Armour’s Immortal Memory Sustains Scots

With Alistair Forsyth and Colin Montgomerie slugging it out over the gargantuan Torrey Pines South layout this week it is easy to forget the early dominance Scotland enjoyed as golf developed into a transatlantic obsession.

Scottish golfers won 12 of the first 16 US Opens and Willie McFarlane added another in 1925. Perhaps Scotland’s most famous export in those early days, however, was Tommy Armour.

Armour’s US Open victory in 1927, coupled with his 1930 USPGA and 1931 Open wins, provided, if not the full stop, then certainly a very heavy comma on Scotland’s pretensions as a dominant nation in the game.

When Tommy Armour’s major winning days ended the Scottish nation looked around and the home of golf suddenly found that the game itself had flown the nest.

Armour, known as the Silver Scot, actually took American citizenship but he was born in Edinburgh. He went on to receive his education at Edinburgh’s Fettes College, alma mater of both the fictional James Bond and the very real Tony Blair, before being accepted at Edinburgh University.

The outbreak of the Great War was both an opportunity and a trauma for Armour. Rising through the posts of the Tanks Corp he was promoted from a rank and file private to a staff major. Dashing, gallant and handsome, Armour’s bravery won him an audience with the King.

But a mustard gas explosion left him blind in one eye and metal plates were inserted into his head and left arm. During a long convalescence he regained his sight and began playing golf. By 1920 he was proficient enough to win the French Amateur Championship and the cache of that title persuaded him he could make a name for himself in America.

Finding favour with the dominant professional golfer of the time, Walter Hagan (who he met on the trip across the Atlantic), Tommy Armour quickly found employment at the Westchester-Biltmore Club in North Carolina. In 1924 he joined Hagan as a professional golfer. Like the charming, incorrigible Sir Walt, Armour made a good living as a teaching professional and combined that with playing on the burgeoning professional tour.

That 1927 Major breakthrough, in a play off against Harry Cooper at Oakmont, proved Armour’s skill although his prowess, especially his 1930 USPGA win, was often overshadowed by the exploits of, amongst others his mentor Hagen and the incomparable Bobby Jones.

The fickleness of golf is, perhaps, most strikingly illustrated by Armour’s experience in the 1927 Shawnee Open. Crowned US Open champion just one week before Armour carded the first ever recorded “Archaeopteryx.” Or, in simple terms, he took an 18 over par 23 on a par five.

In 1935 Armour retired from major competition, although he proved a formiddable fundraising draw on exhibition tours during the Second World War, and taught golf at Florida’s Boca Raton Club.
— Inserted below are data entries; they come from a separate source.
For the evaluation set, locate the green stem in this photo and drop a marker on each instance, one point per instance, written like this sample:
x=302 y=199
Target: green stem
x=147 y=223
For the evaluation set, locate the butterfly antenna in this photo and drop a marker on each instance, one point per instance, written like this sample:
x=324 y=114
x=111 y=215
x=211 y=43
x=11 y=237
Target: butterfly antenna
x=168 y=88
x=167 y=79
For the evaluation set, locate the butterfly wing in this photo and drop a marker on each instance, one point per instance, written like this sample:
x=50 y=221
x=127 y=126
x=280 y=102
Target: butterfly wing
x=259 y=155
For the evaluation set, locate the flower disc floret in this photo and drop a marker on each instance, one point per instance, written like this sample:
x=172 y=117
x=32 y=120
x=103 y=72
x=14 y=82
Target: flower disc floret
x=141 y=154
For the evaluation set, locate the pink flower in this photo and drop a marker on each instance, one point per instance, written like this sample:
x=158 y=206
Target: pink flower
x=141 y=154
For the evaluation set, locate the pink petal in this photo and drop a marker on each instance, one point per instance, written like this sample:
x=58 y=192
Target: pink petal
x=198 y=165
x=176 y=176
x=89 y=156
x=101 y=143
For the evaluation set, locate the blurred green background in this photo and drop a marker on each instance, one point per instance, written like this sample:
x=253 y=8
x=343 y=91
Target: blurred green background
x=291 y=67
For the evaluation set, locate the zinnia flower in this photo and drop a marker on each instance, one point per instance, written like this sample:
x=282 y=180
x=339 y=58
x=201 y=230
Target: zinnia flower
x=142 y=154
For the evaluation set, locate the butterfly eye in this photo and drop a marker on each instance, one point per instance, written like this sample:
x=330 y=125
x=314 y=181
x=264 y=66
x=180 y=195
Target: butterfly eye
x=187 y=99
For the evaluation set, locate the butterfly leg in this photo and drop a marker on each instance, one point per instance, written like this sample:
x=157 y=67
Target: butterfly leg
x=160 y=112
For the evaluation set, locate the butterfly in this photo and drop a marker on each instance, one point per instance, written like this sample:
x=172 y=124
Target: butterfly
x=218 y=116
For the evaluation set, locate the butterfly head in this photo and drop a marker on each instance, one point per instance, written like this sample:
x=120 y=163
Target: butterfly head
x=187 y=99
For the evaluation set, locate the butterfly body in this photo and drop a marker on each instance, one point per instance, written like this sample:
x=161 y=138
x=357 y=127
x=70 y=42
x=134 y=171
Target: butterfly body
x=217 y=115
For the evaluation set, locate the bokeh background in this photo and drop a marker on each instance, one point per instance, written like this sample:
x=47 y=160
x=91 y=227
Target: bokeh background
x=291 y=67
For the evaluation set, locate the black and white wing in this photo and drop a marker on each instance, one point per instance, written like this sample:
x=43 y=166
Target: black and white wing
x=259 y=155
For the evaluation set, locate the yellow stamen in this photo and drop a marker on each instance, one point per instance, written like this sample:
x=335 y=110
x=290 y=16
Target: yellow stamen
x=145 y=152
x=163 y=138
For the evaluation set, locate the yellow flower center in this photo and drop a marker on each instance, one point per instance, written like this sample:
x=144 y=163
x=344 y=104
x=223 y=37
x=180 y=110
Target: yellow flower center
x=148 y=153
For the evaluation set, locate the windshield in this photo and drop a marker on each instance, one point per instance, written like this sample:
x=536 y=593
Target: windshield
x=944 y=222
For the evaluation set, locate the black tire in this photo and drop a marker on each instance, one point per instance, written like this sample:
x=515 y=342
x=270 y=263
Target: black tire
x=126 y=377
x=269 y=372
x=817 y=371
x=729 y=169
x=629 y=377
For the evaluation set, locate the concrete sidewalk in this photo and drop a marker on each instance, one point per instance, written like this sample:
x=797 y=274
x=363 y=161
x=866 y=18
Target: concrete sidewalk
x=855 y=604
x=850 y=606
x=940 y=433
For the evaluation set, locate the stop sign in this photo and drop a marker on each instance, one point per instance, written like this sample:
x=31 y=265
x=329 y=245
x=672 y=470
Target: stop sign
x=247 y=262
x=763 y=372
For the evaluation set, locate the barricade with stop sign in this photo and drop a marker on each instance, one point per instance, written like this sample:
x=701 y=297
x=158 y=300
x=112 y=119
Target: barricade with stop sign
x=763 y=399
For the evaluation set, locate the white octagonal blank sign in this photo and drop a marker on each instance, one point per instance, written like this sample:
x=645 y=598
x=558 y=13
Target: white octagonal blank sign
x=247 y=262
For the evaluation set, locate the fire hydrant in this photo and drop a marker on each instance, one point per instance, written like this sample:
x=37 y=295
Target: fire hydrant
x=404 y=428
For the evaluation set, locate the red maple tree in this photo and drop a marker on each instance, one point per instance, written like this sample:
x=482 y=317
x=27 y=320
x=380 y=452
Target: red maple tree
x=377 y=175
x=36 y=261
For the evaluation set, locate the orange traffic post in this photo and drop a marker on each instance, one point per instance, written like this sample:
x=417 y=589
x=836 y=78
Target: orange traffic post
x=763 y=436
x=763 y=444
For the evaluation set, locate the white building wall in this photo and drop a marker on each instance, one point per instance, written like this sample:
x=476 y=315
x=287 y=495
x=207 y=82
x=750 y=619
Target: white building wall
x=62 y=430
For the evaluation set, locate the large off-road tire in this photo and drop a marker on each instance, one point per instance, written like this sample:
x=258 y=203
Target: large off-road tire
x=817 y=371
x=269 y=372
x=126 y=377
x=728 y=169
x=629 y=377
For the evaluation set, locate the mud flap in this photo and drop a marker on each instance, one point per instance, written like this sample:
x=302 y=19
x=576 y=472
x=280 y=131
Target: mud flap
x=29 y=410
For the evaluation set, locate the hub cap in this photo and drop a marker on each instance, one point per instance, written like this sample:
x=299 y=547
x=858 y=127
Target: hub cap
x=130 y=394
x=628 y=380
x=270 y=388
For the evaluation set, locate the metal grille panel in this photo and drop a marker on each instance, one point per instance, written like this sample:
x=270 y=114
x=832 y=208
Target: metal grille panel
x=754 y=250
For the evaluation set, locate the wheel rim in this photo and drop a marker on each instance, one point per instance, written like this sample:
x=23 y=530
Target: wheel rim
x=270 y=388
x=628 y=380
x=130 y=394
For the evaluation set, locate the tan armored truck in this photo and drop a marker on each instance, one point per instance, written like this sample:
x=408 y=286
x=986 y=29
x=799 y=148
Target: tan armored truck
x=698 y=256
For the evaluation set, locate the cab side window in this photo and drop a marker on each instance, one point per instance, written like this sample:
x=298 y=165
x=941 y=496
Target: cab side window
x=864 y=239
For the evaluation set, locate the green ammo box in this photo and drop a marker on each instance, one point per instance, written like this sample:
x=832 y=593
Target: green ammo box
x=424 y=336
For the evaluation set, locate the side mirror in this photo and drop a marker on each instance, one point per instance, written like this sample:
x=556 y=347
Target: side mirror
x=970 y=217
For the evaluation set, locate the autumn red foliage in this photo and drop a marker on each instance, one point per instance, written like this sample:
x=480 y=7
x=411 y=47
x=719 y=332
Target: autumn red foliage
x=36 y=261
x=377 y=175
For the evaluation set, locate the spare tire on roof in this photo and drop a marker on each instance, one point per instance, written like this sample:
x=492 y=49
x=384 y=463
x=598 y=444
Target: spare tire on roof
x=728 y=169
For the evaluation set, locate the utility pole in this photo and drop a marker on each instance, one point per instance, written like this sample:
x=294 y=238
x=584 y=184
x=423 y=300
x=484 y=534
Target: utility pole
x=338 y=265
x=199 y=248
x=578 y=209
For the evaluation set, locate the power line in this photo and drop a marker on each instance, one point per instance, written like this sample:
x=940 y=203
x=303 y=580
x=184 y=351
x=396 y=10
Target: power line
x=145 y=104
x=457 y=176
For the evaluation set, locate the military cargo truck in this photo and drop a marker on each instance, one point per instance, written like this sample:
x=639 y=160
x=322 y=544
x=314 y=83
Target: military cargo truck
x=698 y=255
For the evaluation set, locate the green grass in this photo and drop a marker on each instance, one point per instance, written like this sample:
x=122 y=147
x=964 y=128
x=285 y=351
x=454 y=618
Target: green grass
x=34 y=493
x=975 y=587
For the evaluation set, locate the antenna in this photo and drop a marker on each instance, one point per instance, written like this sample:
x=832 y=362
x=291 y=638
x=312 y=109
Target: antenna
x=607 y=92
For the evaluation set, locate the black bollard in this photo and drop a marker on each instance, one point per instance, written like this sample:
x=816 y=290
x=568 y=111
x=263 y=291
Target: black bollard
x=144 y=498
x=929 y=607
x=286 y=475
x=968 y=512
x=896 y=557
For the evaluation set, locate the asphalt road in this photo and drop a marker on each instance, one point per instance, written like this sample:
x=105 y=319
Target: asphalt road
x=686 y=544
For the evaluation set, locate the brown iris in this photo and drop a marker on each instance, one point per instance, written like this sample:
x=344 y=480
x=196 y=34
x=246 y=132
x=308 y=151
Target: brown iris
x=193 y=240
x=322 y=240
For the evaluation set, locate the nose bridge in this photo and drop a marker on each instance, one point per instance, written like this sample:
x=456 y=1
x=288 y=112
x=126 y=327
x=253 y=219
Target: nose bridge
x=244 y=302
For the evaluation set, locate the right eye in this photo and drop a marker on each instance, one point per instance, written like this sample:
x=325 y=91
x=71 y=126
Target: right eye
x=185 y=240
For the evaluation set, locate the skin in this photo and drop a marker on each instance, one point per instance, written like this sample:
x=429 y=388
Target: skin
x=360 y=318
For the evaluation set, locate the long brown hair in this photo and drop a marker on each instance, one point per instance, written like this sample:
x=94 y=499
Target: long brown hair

Charging $50 a lesson Armour saw celebrities and professionals queue up to be appraised by his keen eye.

In 1952 Armour produced another lasting gift for golf when wrote How to Play Your Best Golf – an instructional classic that is still read, enjoyed and lived by today. Less endearingly he also gave birth to the term the “yips” stating bluntly “once you’ve had ‘em, you’ve got ‘em.”

Armour summed up the professional golfers life:

“It is not solely the capacity to make great shots that makes champions, but the essential quality of making very few bad shots.”

And the writer Ross Goodner summed up the qualities that made him famous:

“At one time or another, he was known as the greatest iron player, the greatest raconteur, the greatest drinker and the greatest and most expensive teacher in golf.”

After a long and lucrative retirement Tommy Armour died in 1968. Shared by both Scotland and America he summed up the pioneering spirit of those early professionals and, through his writing, shared his love of golf throughout the world.


2 Responses to “Armour’s Immortal Memory Sustains Scots”

  1. Michael Donohue says:

    Minor correction: The Westchester – Biltmore was in Westchester County, New York and is now the Westchester Country Club. The Vanderbilt’s North Carolina estate was/is know as Biltmore.

  2. Bill Tidmore says:

    I”m totally blind in my left eye since age 4 yrs. I play golf from the rt with my lowest hdcp a 9. I have trouble with short game moreso close to green requiring pitch shots. I am better from the sand because I ” cheat” and ground my club. This was granted by friendly opponnets. Any suggestion on short game preventions of one eyed attempts? How did Tommy Armour play so well,it is amazing.